ものづくりやサービス設計において、「品質が良い」という言葉は極めて抽象的です。顧客が抱く「漠然とした期待」を、エンジニアやデザイナーが共有できる「具体的な設計指針」へと翻訳しなければ、一貫した価値提供は不可能です。
この翻訳プロセスにおいて不可欠となるのが、「品質特性」と「代用特性」という2つの評価視点です。
1. 「品質特性」― 理想を計器の言葉に変換する
品質特性とは、製品やサービスが備えるべき性質(品質要素)を、客観的な数値や基準で測定可能な形に置き換えたものです。
実践的なアプローチの例
例えば、高性能なドローンの開発において「壊れにくさ」という抽象的な品質要素を定義する場合、以下のような品質特性へと分解されます。
- 物理的強度: 高度30メートルからの自由落下における、主要フレームの亀裂発生率。
- 耐候性: 湿度90%、気温45度の環境下における、電子基板の連続稼働可能時間。
- 通信安定性: 電磁波干渉がある条件下での、信号遅延のミリ秒単位での測定。
このように、誰が測定しても同じ結果が得られる「共通言語」へと落とし込むことが、品質特性の本質です。
2. 「代用特性」― 直接触れられない本質への迂回路
しかし、全ての品質が直接的な数値で測れるわけではありません。

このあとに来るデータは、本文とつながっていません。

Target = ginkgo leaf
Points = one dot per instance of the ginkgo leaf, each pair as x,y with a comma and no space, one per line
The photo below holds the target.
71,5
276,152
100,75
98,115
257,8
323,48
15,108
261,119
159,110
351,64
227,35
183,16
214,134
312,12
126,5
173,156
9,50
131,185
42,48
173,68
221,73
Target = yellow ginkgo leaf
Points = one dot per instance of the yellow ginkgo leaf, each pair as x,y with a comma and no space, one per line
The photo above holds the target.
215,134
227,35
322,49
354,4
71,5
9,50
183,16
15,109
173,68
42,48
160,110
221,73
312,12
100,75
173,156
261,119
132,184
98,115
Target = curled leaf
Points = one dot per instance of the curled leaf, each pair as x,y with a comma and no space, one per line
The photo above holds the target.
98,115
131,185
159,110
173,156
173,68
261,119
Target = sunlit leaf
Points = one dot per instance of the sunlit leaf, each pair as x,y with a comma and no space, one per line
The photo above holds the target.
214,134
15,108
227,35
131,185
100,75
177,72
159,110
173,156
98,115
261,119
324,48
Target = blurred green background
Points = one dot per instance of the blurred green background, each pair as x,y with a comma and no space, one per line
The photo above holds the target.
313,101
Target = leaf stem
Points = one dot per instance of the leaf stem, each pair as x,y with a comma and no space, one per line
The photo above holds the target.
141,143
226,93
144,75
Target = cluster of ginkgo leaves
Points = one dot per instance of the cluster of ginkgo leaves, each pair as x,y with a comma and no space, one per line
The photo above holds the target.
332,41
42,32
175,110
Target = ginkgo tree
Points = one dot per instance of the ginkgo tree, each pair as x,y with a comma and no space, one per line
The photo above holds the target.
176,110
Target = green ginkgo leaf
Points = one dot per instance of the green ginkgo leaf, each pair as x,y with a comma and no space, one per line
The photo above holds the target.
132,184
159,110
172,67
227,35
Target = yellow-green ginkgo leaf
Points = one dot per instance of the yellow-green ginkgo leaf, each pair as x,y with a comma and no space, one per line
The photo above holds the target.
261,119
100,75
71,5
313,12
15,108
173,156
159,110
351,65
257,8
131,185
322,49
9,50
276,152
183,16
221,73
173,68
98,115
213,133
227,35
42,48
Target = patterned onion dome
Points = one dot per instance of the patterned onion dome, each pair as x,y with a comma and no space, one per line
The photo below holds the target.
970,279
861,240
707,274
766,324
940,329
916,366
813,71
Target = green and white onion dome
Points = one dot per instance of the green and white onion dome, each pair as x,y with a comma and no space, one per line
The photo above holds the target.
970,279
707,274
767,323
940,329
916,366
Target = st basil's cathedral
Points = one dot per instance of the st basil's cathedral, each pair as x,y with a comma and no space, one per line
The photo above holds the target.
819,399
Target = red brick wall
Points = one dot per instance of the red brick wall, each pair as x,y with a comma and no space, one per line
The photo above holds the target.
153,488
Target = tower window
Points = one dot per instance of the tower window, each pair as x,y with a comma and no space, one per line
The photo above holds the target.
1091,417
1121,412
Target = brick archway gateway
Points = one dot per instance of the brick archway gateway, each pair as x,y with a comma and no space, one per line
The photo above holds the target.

対象が「心地よさ」「高級感」「信頼感」といった心理的・長期的な要素である場合、あるいは直接測定に膨大なコストがかかる場合、私たちは「代用特性」という迂回路を選択します。
代用特性とは、真に知りたい特性を直接測ることが困難な際、それと強い相関関係を持つ「別の指標」を評価の肩代わりとする手法です。
独自に考案した応用ケース:高級筆記具の「書き味」
高級万年筆の「滑らかな書き心地」は、極めて主観的な品質特性です。これを評価するために、以下のような代用特性が設計されます。
- 摩擦係数の数値化: 一定の筆圧をかけた際の、紙面とペン先の摩擦抵抗を機械で測定する。
- 筆記時の音響解析: 紙とペンが触れ合う際に出る「音」の周波数分布を解析し、不快な高周波が含まれていないかをチェックする。
- 官能評価のスコアリング: 熟練の書き手によるインプレッションを、特定の評価グリッド(例:紙への吸い付き感、インクの追従性など)を用いて数値化する。
直接的に「心地よさ」を測るメーターは存在しませんが、これらの代用特性を組み合わせることで、目指すべき品質の輪郭を鮮明に浮き彫りにできるのです。また、「人間の五感(視覚・聴覚・嗅覚・味覚・触覚)によって感知される、製品や物質の性質のこと」を官能特性と言います。
3. 品質を形作る「9つの羅針盤」
品質を定義する際、私たちはどの方向を向くべきでしょうか。一般的に、品質は以下のような多角的な要素から構成されます。これらを網羅的に検討することで、評価の抜け漏れを防ぐことが可能です。
- 機能的価値: 目的を果たすための基本的な働き(例:切る、運ぶ、映す)。
- パフォーマンス: その機能の出力効率や処理能力。
- 審美性(意匠): 感性に訴える造形や色彩、質感。
- ユーザビリティ: 迷わず、ストレスなく扱えるかという操作性。
- システム適合性: 外部環境や他のデバイスと円滑に連携できるか。
- アクセシビリティ: 必要な時に、必要な場所で容易に手に入るか。
- 継続的信頼性: 長期間使用しても、初期の性能が維持されるか。
- プロテクション(安全性): 使用者や周囲に危害を及ぼさない設計。
- サステナビリティ: 製造から廃棄に至るまで、環境負荷が抑えられているか。
4. 次世代製品開発における評価戦略の設計
現代の製品開発では、物理的なスペック(品質特性)以上に、ユーザー体験や心理的充足感(代用特性が必要な領域)の重要性が増しています。
例えば、電気自動車(EV)の開発では、単なる「航続距離(品質特性)」だけでなく、加速時の「シームレスな感覚」をどう評価するかが鍵となります。この場合、加速度のG(重力加速度)の変化率を解析し、それを「人間の心拍数や脳波の安定性」と照らし合わせることで、代用特性として定義するような高度なアプローチが求められています。
結論として、
優れた品質管理とは、単に基準値をクリアすることではありません。どの要素を「直接的な数値」で管理し、どの要素を「精緻な代用指標」で追いかけるか。この戦略的な評価設計こそが、製品に揺るぎない「信頼」と「価値」を宿すのです。